The interstice, the spaces in between "places" often over looked are typically where Landscape Architects in particularly work their mojo. Their presence most felt, when the intervening spaces that were once cause for environmental or physical harm are transformed into something beautiful, something usable.
A compelling new park built on a slope that split two suburbs in Bilbao, Spain is both a landscape cure and adornment. Designed by ACXT, Pau Casals Square is a dynamic of green space connecting adjacent neighborhoods with a source of passive interaction. The park transforms an area prone to landslides and takes on a strong architectural form intermingling existing rock with triangular concrete pieces and green space.
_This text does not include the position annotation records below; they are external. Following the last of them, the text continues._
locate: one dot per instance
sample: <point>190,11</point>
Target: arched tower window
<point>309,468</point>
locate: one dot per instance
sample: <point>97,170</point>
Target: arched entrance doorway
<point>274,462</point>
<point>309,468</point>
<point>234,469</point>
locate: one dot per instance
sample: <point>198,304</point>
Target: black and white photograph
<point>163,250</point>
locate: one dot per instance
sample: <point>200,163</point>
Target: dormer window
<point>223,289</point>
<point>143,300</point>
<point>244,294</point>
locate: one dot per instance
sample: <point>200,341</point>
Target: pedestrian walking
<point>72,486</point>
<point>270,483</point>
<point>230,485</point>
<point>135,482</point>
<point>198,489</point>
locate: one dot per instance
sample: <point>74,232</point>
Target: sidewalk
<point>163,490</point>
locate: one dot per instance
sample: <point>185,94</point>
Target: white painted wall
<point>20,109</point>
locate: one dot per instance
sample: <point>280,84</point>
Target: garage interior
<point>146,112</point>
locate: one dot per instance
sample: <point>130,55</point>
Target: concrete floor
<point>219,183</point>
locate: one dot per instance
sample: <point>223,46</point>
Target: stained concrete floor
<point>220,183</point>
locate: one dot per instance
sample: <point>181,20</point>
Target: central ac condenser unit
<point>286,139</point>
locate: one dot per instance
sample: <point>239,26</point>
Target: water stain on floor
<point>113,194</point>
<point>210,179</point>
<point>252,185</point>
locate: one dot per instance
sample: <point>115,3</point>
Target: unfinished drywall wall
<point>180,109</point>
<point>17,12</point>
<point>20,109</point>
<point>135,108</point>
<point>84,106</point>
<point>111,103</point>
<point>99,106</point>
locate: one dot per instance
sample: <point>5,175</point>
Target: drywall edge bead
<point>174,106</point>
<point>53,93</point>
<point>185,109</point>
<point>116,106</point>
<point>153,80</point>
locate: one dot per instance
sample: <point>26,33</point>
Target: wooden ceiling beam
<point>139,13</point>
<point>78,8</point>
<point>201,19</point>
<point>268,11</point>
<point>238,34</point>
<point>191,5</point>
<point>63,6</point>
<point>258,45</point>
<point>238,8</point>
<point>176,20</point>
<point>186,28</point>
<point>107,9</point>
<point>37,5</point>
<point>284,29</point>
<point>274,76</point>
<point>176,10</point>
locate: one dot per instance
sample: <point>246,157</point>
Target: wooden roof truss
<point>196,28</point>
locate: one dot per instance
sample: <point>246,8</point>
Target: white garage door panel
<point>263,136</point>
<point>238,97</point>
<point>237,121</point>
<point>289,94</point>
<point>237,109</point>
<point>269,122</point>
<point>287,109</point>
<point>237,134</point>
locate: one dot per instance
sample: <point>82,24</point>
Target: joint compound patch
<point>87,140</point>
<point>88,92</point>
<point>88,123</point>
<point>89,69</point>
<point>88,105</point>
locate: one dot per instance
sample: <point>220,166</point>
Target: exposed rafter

Pau Casals Square is part of a series of projects that Bilbao has undertaken to improve urban spaces in the city’s outlying areas, creating connections between different neighborhoods and increasing the quality of life for residents. These neighborhoods grew during the post-war era, when they suffered from poor urban infrastructure and disorderly planning, which created rocky unused spaces like this site along Jesus Galindez Avenue.
Its not hard to imagine the value this would bring to any neighborhood. Think of all the forgotten sites in your surrounding neighborhoods. How would the transformation of those spaces change the makeup and psychological effects of that area. This can be accomplished relatively cheaply and provide something positive, even if its only temporary.